Federal Reserve Fines Alabama Bank $3M for Flood Insurance Monitoring Issues

By | August 24, 2023

The Federal Reserve Board has fined Regions Bank, based in Birmingham, Alabama, almost $3 million for failing to ensure that borrowers maintained flood insurance on their properties.

The board did not detail the violations, but a consent order signed this month said that the fines were as much as $2,000 per violation, suggesting that as many as 1,400 loans had not been properly monitored. In addition, Regions failed to effectively monitor “a significant number” of home equity lines of credit for flood insurance protections, deficiencies that were corrected in 2017.

“Over a period of more than one year, as a result of changes in loan servicing platforms and third-party service providers, Regions did not effectively monitor a significant number of home equity loans and home equity lines of credit subject to the Flood Act for compliance with Regulation H,” reads the consent order, dated Aug. 14.

Federal banking regulations require that borrowers with buildings with in FEMA’s special flood hazard area secure flood coverage through the National Flood Insurance Program or through a private insurance provider. The Fed Board has issued about 70 flood-insurance-related enforcement actions around the country in the past 10 years, the board’s information shows.

A Regions official suggested that the $2.95 million in fines all related to issues that the bank itself discovered in years past.

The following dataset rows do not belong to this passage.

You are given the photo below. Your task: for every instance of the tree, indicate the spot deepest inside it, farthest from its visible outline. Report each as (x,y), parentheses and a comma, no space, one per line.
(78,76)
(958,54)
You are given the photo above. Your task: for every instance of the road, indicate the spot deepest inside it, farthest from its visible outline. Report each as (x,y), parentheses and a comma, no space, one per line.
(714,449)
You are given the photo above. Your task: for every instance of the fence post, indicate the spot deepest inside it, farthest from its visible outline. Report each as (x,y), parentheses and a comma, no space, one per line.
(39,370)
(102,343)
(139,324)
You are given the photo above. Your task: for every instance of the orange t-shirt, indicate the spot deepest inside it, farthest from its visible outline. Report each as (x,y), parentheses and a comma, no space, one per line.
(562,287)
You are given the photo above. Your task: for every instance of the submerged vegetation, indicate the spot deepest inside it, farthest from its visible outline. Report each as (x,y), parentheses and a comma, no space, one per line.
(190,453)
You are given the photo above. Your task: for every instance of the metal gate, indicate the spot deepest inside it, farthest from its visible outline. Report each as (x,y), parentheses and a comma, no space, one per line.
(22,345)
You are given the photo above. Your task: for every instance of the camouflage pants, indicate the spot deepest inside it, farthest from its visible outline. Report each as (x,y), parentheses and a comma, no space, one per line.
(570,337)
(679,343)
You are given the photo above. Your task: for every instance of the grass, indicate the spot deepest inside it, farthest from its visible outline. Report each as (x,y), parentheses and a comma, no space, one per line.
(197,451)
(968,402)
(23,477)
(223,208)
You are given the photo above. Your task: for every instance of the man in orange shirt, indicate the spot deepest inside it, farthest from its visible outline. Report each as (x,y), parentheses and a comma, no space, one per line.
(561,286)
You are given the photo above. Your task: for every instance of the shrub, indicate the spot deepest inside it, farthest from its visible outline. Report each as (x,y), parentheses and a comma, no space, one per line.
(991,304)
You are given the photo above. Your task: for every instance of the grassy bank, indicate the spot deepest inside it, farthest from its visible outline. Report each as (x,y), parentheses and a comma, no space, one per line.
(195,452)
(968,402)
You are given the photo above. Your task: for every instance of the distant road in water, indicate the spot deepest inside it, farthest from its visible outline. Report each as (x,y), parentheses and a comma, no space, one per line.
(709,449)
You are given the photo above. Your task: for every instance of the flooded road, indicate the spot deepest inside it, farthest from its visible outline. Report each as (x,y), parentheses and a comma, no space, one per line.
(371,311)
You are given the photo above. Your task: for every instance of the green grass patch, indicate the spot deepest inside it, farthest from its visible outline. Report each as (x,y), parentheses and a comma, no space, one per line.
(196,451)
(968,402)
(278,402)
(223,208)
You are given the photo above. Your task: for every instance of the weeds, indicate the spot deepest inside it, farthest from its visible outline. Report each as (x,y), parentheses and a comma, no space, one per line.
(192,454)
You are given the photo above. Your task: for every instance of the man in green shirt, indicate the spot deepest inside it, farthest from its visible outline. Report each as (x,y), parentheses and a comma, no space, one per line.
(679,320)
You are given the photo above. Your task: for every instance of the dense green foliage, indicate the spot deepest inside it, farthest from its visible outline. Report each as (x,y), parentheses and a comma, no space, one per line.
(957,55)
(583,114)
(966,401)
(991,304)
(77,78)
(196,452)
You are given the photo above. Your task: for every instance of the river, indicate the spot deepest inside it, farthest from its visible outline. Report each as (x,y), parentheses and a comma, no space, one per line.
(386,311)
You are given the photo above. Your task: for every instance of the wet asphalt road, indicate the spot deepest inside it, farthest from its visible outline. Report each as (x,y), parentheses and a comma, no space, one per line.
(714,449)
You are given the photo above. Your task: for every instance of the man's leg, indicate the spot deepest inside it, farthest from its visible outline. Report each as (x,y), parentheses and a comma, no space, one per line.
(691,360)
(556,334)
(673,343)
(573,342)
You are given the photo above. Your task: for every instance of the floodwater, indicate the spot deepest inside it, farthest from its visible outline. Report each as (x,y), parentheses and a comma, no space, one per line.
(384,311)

“The issue addressed in the consent order was self-identified by Regions several years ago,” said a statement from Jeremy King, senior vice president at Regions. “We took corrective action and remediated the issue by 2017. There was no customer impact as the matter was confined to our own internal monitoring of flood insurance policies on certain properties.”

The bank, which has operations in 15 states in the South and Midwest, is happy that this aging matter has now been fully resolved, King noted.

Some $58,000 of the penalty will go to the National Flood Insurance Program. Another $2.88 million will be paid to the Federal Reserve System and the U.S. Treasury, the consent order explains.

The Fed Board had cited Regions once before, in 2009, for flood-insurance violations, records show.

A board spokesperson declined to comment on whether the Federal Reserve will step up insurance-related enforcement actions in light of more flooding and expected weather events around the country. US Treasury Secretary Janet Yellen said last month that the recent, extreme weather has exposed an insurance gap for many homeowners.